Creating stretchable thermoelectric generators
For the first time, a soft and stretchable organic thermoelectric module has been created that can harvest energy from body heat. The breakthrough was enabled by a new composite material that may have widespread use in smart clothing, wearable electronics and electronic skin.
Researchers at the Laboratory of Organic Electronics at Linköping University have developed an organic composite material with unique properties—not only is it soft and stretchable, it also has a high electrical conductivity and good thermoelectric properties.
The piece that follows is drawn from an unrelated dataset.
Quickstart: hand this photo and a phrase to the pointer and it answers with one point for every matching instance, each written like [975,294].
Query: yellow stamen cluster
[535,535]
This makes it ideal for many wearable applications.
The researchers have published the result in Nature Communications, together with colleagues from Belgium, New Zealand and California.
Nara Kim, postdoc and principal research engineer in the Laboratory of Organic Electronics, has combined three materials: the conducting polymer PEDOT:PSS, a water-soluble polyurethane rubber, and an ionic liquid. The result is a composite with unique properties. The PEDOT:PSS gives it thermoelectric properties, the rubber provides elasticity, and the ionic liquid ensures softness.
Nara Kim has carried out the research under the leadership of Professor Xavier Crispin and Senior Lecturer Klas Tybrandt, both at the Laboratory of Organic Electronics.
"Xavier Crispin is a pioneer in organic thermoelectric materials; Klas Tybrandt is an expert in soft electronic materials; and I contribute my knowledge of organic composites. We came up with the idea for the new material together," she says.
PEDOT:PSS is the most common conducting polymer and is used in many applications, not least due to its good thermoelectric properties. But thick polymer film is too hard and brittle to be successfully integrated into wearable electronics.
"Our material is 100 times softer and 100 times more stretchable than PEDOT:PSS," says Klas Tybrandt, who leads the group of Soft Electronics at the Laboratory of Organic Electronics.
"The ability to control the structure of the material both at the nanoscale and the microscale allows us to combine the excellent properties of the different materials in a composite," he says.
The new composite is also printable.
"The composite was formulated by water-based solution blending and it can be printed onto various surfaces. When the surface flexes or folds, the composite follows the motion. And the process to manufacture the composite is cheap and environmentally friendly," says Nara Kim.
The researchers see a huge range of new possibilities using the material to create soft and elastic organic conducting materials.
"There are many ionic liquids, conducting polymers and traditional elastomers that can be combined to give new nanocomposites for many applications, such as thermoelectric generators, supercapacitors, batteries, sensors, and in wearable and implantable applications that require thick, elastic and electrically conducting materials," says Xavier Crispin.